In November 2015, the FDA held a hearing at which more than 30 Levaquin users spoke of their experiences, which included chronic pain and fatigue following their use of the medication. Many said they “… lost years from their lives…” because of the side effects of the drug, and one of the plaintiffs in the Levaquin lawsuit, reported feeling “… tired all the time…” with “…pain every day…”
Following the hearing in November, the FDA’s Antimicrobial Drugs Advisory Committee, as well as the Drug Safety and Risk Management Advisory Committee called for a black box warning to be included on all fluoroquinolones after the drugs were linked to side effects including peripheral neuropathy, heart problems, tendon damage, and various skin conditions. Though these side effects, as well as hypersensitivity and myasthenia gravis (muscle fatigue and weakness) are mentioned on Levaquin’s label, users feel the manufacturer did not go into specific enough detail or do enough to warn them of the severity of their risk.
Serious Concerns Over Levaquin and Heart Health Issues
In addition to fatigue and chronic pain, fluoroquinolones might pose an even greater threat.
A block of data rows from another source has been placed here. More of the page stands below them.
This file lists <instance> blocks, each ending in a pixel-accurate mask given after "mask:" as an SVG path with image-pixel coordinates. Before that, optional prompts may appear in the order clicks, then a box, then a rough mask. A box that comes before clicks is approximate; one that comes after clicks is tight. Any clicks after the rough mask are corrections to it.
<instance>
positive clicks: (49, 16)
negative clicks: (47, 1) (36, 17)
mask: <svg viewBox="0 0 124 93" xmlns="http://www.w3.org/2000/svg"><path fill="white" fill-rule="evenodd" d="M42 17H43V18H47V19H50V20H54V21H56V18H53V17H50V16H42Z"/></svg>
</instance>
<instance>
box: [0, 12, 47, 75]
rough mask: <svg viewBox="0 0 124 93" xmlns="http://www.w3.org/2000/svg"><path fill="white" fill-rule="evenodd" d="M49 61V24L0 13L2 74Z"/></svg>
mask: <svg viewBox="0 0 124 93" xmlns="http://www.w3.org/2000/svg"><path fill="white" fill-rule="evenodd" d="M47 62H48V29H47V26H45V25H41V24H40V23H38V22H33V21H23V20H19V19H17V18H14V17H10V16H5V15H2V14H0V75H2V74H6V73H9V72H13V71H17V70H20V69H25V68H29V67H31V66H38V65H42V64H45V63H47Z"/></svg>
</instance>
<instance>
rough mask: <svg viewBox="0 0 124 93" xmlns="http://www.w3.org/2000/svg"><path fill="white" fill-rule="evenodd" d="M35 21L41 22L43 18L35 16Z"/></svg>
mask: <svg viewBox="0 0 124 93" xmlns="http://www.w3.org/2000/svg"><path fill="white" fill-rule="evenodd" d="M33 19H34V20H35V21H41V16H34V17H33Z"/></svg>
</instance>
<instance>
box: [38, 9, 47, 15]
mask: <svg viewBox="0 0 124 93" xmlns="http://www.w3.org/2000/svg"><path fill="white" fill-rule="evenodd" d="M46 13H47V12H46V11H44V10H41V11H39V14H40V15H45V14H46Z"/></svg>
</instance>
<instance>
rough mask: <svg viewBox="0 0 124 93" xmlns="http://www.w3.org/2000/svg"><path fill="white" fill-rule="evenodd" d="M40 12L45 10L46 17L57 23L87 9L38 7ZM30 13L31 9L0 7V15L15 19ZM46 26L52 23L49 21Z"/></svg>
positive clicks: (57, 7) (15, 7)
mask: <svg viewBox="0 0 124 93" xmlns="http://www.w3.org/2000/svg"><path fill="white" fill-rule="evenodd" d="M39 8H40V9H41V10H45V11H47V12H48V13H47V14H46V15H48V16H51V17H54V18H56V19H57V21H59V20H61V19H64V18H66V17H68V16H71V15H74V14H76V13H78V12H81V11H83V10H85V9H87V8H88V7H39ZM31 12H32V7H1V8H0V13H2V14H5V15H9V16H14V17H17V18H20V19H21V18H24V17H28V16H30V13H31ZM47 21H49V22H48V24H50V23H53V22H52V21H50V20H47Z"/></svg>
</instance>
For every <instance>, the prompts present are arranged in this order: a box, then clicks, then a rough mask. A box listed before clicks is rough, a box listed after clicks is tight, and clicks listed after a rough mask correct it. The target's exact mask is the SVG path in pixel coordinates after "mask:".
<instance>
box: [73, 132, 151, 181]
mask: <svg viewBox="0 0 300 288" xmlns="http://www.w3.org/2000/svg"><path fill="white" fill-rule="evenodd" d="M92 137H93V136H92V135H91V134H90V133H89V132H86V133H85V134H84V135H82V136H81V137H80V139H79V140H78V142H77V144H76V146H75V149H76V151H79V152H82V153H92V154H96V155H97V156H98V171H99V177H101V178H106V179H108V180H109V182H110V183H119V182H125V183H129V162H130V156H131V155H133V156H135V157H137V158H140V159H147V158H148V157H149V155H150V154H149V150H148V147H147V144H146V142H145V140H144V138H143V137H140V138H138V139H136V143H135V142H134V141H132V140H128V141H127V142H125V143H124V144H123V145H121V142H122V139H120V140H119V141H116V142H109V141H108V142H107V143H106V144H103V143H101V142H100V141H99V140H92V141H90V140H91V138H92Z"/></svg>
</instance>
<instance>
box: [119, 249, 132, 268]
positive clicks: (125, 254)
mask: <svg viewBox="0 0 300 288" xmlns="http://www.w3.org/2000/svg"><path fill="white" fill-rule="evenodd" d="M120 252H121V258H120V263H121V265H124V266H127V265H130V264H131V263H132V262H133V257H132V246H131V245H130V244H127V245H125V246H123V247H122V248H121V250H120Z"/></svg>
Recent studies have linked the drugs to aortic dissection and aortic aneurysm. Two recent studies found up to a tripled increase in risk for aneurysm in patients using fluoroquinolones.
The most recent lawsuit is just one of thousands faced by Johnson & Johnson in relation to Levaquin. The first case to go to trial resulted in the company paying the plaintiff $1.8 million after it found it did not properly warn of the side effects. There are additional federal cases in multi-district litigation in Minnesota and New Jersey, with hundreds settled so far.
Despite decades of issues with fluoroquinolones, many doctors still feel the drugs are valuable and continue to prescribe them, increasing the odds there will be even more lawsuits forthcoming.